Demi volvió
a sacarse al hombre de encima suavemente, y forzó una sonrisa agradecida en su
cara.
—De acuerdo.
Ya estoy en mi suite, sana y salva. Gracias, Martin. Eres un encanto, pero
tienes que irte. Mañana madrugo.
El moreno
sonrió y sus manos, que ya habían vuelto a tomarla por la cintura, la atrajeron
hacia él.
—Es
temprano… Ni siquiera son las doce —murmuró junto a la oreja de Demi, algo que
a ella no le hizo ninguna gracia.
Ni el calor
de su aliento en la piel, ni sus palabras.
Tenía razón,
era temprano. Y por alguna extraña razón, Demi no tenía cuerpo de fiesta.
Había salido
sola, sin personal de seguridad, con toda la intención de divertirse y dejar de
pensar en lo que no debía, pero tenía enfrente a un moreno de catálogo de ropa
interior, que seguro le alegraría el cuerpo la mar de bien…
Y no le
apetecía.
Dentro de la
lujosa suite de Demi, Joseph apartó el periódico en el que llevaba una hora y
media intentando concentrarse sin éxito, y se acomodó mejor en el gran sofá del
salón. Se esforzó por ignorar el súbito aceleramiento de su corazón y quedarse
exactamente donde estaba, atendiendo la conversación que transcurría del otro
de la puerta, a pocos metros, y de la que, aguzando el oído, podía oír un poco.
—Es tarde
para mí — Demi lo apartó con suavidad una vez más y volvió a sonreír—. Hagamos
una cosa… Déjame tu número y te llamo, ¿te parece? Ahora tengo que dormir —le
regaló una de sus sonrisas sensuales—, esta belleza no es de plástico ¿sabes?
Hace falta descanso para mantenerla…
Martin
volvió a la carga. La empujó contra la puerta y se coló en su cuello
apasionadamente. A Demi, el calambrazo,
resultado del golpe en el codo que acababa de darse contra el marco de la
puerta, le recorrió el brazo y acabó clavándose en su hombro, dolorosamente.

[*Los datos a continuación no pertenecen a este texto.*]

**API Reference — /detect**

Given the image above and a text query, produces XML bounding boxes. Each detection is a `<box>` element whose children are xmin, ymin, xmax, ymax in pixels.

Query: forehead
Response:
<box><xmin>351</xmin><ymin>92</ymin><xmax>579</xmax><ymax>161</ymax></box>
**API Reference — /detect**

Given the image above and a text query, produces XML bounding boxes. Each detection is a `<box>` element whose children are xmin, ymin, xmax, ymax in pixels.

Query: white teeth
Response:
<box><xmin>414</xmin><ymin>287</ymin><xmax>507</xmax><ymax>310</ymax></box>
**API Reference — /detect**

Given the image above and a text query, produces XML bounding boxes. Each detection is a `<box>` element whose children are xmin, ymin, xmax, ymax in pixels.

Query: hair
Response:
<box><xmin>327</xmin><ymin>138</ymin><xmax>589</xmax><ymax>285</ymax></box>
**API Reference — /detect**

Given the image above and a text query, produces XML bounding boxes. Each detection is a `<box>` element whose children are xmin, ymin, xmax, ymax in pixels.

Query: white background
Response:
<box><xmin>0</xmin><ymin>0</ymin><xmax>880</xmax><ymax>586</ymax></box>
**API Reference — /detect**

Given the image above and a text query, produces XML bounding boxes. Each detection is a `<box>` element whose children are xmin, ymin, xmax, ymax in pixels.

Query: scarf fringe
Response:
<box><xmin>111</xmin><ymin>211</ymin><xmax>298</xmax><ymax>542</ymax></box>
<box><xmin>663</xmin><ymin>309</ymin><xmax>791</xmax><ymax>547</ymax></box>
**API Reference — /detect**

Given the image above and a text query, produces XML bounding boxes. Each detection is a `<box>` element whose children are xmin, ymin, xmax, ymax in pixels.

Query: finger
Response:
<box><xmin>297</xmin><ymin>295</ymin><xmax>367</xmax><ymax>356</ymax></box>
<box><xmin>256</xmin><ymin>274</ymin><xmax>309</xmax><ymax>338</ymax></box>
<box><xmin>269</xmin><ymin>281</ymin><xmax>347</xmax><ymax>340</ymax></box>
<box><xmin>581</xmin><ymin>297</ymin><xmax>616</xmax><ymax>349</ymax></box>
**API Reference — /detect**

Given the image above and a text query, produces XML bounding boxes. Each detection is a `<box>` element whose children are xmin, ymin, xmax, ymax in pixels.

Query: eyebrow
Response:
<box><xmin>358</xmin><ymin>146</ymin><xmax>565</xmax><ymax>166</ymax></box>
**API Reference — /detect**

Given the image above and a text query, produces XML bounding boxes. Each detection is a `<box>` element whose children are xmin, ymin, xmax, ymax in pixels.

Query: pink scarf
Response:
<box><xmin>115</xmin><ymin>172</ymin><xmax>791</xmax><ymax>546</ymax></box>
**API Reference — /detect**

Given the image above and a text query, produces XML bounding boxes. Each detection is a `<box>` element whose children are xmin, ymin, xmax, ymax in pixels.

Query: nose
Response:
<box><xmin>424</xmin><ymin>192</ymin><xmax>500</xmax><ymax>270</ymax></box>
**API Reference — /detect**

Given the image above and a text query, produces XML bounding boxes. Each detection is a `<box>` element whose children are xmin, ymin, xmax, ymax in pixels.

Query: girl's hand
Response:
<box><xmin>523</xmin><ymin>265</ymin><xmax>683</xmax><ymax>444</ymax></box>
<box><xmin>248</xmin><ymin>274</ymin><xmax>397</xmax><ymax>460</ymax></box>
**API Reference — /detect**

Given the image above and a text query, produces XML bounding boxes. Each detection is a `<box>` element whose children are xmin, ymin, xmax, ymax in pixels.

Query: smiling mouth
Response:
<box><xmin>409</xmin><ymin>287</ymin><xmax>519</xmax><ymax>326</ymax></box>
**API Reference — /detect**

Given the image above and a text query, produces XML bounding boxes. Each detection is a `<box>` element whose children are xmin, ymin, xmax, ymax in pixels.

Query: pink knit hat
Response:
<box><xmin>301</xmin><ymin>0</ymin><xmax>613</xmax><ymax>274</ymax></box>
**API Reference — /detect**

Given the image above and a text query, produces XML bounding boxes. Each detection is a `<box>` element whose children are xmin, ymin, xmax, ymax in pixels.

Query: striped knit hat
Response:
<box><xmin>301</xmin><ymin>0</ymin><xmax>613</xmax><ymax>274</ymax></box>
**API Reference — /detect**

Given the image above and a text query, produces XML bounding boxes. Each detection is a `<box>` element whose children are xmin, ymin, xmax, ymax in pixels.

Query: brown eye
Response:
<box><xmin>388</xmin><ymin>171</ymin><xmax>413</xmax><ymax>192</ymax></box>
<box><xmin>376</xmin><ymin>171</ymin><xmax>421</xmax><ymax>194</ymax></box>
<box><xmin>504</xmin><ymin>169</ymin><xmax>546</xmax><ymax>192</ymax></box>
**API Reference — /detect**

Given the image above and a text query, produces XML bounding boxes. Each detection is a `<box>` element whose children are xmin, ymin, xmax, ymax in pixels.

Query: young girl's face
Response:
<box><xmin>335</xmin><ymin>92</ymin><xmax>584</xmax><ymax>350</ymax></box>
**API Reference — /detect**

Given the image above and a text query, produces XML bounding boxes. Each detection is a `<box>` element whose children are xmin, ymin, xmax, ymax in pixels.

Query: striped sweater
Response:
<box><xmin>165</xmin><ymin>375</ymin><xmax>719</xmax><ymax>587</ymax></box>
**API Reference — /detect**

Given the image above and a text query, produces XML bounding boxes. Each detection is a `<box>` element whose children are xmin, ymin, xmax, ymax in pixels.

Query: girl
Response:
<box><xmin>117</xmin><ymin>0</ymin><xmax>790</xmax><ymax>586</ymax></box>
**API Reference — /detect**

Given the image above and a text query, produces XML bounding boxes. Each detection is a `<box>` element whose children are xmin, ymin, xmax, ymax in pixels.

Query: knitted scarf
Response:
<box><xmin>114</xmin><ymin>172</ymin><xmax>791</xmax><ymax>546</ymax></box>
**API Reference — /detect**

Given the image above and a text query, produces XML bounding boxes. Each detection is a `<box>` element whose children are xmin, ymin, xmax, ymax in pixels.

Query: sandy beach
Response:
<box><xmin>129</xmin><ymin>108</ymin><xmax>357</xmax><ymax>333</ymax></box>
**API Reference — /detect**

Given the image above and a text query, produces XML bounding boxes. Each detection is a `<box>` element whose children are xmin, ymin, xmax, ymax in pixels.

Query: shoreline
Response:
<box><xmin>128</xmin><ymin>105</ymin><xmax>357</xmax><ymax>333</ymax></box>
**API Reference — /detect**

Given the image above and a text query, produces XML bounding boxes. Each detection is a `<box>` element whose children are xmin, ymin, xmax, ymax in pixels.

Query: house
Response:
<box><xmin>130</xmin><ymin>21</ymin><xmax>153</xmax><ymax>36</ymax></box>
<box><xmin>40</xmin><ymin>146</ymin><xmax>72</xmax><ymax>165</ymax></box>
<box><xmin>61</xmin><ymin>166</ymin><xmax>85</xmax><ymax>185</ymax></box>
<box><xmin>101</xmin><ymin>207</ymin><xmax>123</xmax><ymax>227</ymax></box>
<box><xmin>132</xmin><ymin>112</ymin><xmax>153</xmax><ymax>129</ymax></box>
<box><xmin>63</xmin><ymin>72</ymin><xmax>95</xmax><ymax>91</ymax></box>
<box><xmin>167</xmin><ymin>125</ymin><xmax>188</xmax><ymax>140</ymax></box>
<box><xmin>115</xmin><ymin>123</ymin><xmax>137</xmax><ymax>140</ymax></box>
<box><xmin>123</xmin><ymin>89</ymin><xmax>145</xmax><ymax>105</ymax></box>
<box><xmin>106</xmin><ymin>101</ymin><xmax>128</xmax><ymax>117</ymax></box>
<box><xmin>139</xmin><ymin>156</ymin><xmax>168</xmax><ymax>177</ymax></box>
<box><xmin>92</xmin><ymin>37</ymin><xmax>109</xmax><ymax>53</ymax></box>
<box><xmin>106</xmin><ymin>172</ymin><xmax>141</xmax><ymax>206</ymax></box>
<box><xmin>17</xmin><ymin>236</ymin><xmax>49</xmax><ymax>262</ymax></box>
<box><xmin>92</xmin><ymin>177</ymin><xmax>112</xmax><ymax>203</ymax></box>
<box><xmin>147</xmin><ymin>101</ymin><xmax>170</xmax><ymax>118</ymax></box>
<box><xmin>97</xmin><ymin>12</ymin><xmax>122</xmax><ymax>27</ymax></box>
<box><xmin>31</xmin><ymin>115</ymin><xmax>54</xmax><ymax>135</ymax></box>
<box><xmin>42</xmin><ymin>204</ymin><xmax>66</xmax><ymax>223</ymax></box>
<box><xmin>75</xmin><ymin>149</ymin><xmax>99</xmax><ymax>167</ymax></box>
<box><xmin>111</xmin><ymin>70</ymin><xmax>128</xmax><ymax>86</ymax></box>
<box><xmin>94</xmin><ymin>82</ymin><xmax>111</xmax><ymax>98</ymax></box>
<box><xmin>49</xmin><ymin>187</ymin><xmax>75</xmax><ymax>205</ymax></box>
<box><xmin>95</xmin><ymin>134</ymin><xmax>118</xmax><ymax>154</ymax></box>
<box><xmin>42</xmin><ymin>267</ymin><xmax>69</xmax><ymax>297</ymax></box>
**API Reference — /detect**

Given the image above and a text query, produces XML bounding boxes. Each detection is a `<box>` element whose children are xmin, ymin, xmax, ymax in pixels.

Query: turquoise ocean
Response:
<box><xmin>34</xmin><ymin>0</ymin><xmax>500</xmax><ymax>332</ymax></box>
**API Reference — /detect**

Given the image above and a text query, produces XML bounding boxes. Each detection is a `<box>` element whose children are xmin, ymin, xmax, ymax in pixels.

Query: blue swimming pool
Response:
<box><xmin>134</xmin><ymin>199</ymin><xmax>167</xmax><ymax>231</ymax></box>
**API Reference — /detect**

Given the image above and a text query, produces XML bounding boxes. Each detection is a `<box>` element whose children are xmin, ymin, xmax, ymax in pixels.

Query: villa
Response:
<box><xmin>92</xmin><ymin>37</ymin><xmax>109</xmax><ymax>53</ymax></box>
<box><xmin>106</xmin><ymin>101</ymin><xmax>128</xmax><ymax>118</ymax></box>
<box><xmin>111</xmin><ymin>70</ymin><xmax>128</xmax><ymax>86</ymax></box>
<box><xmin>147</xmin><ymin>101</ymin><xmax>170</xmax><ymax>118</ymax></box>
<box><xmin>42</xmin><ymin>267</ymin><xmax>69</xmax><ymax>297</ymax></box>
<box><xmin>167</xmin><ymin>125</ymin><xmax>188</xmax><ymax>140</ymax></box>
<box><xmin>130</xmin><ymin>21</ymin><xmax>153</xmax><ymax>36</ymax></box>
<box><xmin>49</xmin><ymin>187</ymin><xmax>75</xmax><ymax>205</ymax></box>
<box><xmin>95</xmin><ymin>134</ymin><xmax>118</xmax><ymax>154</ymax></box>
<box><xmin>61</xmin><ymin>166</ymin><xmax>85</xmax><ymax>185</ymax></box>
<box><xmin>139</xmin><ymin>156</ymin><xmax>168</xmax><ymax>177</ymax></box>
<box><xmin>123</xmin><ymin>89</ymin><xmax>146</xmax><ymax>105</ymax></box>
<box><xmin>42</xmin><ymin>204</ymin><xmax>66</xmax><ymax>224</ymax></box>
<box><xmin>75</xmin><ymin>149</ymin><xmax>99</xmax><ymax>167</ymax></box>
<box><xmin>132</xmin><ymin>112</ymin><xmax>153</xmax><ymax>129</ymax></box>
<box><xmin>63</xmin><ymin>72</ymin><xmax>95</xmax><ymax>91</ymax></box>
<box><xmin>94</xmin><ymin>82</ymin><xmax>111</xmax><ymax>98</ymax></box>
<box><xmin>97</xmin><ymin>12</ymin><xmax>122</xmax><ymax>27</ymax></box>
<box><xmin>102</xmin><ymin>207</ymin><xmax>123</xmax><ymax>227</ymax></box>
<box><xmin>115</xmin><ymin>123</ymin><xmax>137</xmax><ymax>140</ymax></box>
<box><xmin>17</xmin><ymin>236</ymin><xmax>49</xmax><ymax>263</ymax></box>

Fue imposible no chillar, pero él, más concentrado en sus propios intereses,
insistió.
—Media hora
más. Sé buena…
Dentro de la
suite, Joseph se puso de pie como impelido por un resorte al oír el quejido. La
voz de Demi lo hizo detenerse.
—Me muero de
ganas, pero no puedo —dijo ella con un gesto de “lo siento”—. Cosas de chicas,
ya sabes.
Aquellas
tres palabras demostraron ser mágicas; Martin se apartó de mala gana, y la miró
con picardía.
—Entonces
—dijo—, espera a que se te pase para llamarme.
Demi le
acarició la nariz, y volvió a disculparse, esta vez con palabras.
El hombre
continuó observándola unos instantes en silencio, decidiendo su siguiente paso.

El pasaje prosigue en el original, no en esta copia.